30 Kasım 2009 Pazartesi

Çok Değil 1-2 Kişi Sadece...........


Allah'ın bana verdiği bir sürü lütuf olduğundan sürekli bahsederim. Dile getirmeye gerek duymadığım bu lütuflar sayesinde çok rahat ve huzurlu bir hayatım var. Dert olarak algıladığım ve dillendirdiğim şeyler ise sokaktaki vatandaşın dertleri ile aynı değil. Benim derdim kendim ve varlığın kendisi ile. Varlığa nacizane bir değer katmakla... Bu dünyaya bir çivi çakmakla...Büyük büyük hayalleri, idealleri, heyecanları olan biri olmanın getirdiği dertler benimkisi.


Bununla birlikte hayatımda eksikliğini duyduğum en önemli şeylerden biri yediğimin içtiğimin ayrı gitmeyeceği 1-2 kişi. Birçok arkadaşım var. Birkaç dostum da var. Ama herkesle olan ilişkim belli bir resmiyet ve sınır dahilinde. Bu sınırda genelde onların değil benim sınırlarım. Kendi sınırlarımı aşıp insanlarla iletişime geçemiyorum.


Ama geçmeye çalıştım. Bu insanlara arkadaşım da desem dostum da desem aradaki sınırı geçmek için harcadığım her çaba beni hayal kırıklığına uğrattı. Çünkü insanlar benim için önemli olana aynı oranda değer vermiyorlar. Bunu hissetmek beni kahrediyor.


Bundan şikayet ederken empati de kuruyorum tabii ki. Acaba diyorum aynı hissiyatı ben de muhataplarıma veriyor muyum? Halbuki; dertleri derdim mutlulukları mutluluğum...Samimiyim bu duygularımda ama bu samimiyetimi aksettiremiyor muyum acaba?


Tamam varsayalım ben bunda başarısızım ama dostum, arkadaşım dediğim insanlardan hiçbir karşılık beklemeden benimle dertlenmelerini benimle sevinmelerini benimle birlikte güzel vakit geçirmelerini beklemem çok şey mi?


Samimiyete olan ihtiyacım her geçen gün artıyor. Dünyaları omuzlayıp kaldırabilecek kadar güçlü hissediyorum kendimi ama bir yanım öyle kuvvetsiz ki sanki dünyaya bir omuz atsam omuzum çıkacak gibi hissediyorum. İşte dost bildiklerime omuzum çıktığında o omuzu yerine oturtmak için ihtiyacım var.

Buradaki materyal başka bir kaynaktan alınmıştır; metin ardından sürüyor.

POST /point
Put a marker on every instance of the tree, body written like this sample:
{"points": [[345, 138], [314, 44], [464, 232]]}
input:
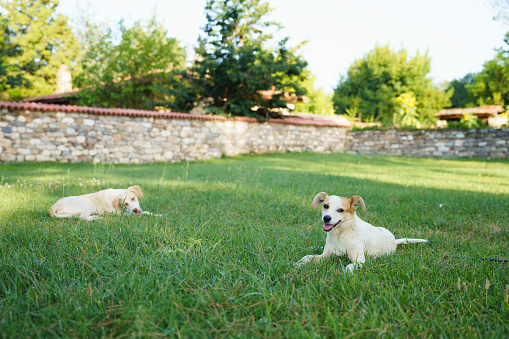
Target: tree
{"points": [[44, 40], [373, 83], [234, 62], [128, 73], [319, 102], [11, 76], [491, 85], [461, 96]]}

Çok değil 1-2 kişi sadece..................

4 yorum:

Adsız dedi ki...

Çok şanslı olmalıyım ki bende onlardan iki tane var. Yine de dost diye tanımlamıyorum onları. Biri hiç doğmamış kız kardeşim gibi. Öbürü neşe kaynağım, hep çocuk kalacak yanım. Dost eskiyen ve yıllar önce anlamını yitiren bir kelime benim için. Bir gün o kelimeye yeni bir anlam yükler miyim bilmiyorum; ama şimdilik kendisi karantina bölgesinde. Yanına kimseyi yaklaştırmıyorum.

Güllerevurgunum dedi ki...

Anladığım kadarı ile aynı durumdayız ama sen çok daha edebi ifade etmişsin hadiseyi ;)

Bu şekilde bir ömür geçer mi peki?

Adsız dedi ki...

Ömür dediğin nedir ki; göz açıp kapayıncaya dek geçer.

Güllerevurgunum dedi ki...

Umarım haklısındır. Ben hala ömrün kısamı uzun mu olduğuna karar veremiyorum. Bu aralar çoooook uzunmuş gibi geliyor.